Among all cancers, gastrointestinal (GI) cancers represent one of the leading public health issues worldwide and are responsible for 4.5 million global deaths per year, according to data from 2013. According to American Cancer Society (ACS) statistics, GI cancers collectively have the highest incidence and account for around 20% of estimated new cancer cases. They are the second leading cause of cancer deaths after lung cancer in the United States and are an increasing healthcare burden in many countries.

Since immune checkpoint inhibitors were first reported in 2010 and 2012, they have translated into a significant overall survival advantage in comparison to established therapies in metastatic melanomas and non-small-cell lung cancer (NSCLC).
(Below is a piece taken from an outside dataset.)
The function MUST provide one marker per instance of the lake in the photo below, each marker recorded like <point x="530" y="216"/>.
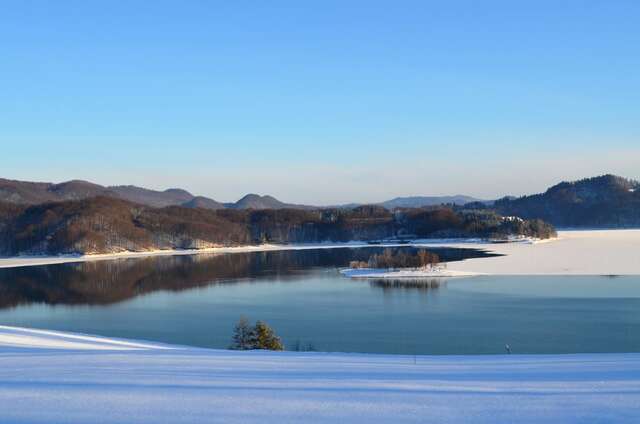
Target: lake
<point x="196" y="300"/>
This success means their role is currently being evaluated in many GI cancers. Given the background of chronic inflammation in the pathogenesis of many GI cancers, the use of immune-based treatment approaches in such cancers might have a role in releasing the brakes created by the tumor on the immune system and in harnessing an immune response to effectively kill tumor cells. In addition, one of the mechanisms through which some GI cancers acquire radio-resistance is programmed-death ligand-1 (PD-L1) upregulation. The PD-L1/programmed-death-1 (PD-1) axis then induces T cell exhaustion and results in tumor escape from the host immune response. In order to overcome limitations created by the PD-L1/PD-1 interaction and to reduce the rate of tumor recurrence in these tumors, an immune-based treatment approach targeting PD-L1 and cytotoxic T-lymphocyte associated antigen-4 (CTLA-4) may be beneficial.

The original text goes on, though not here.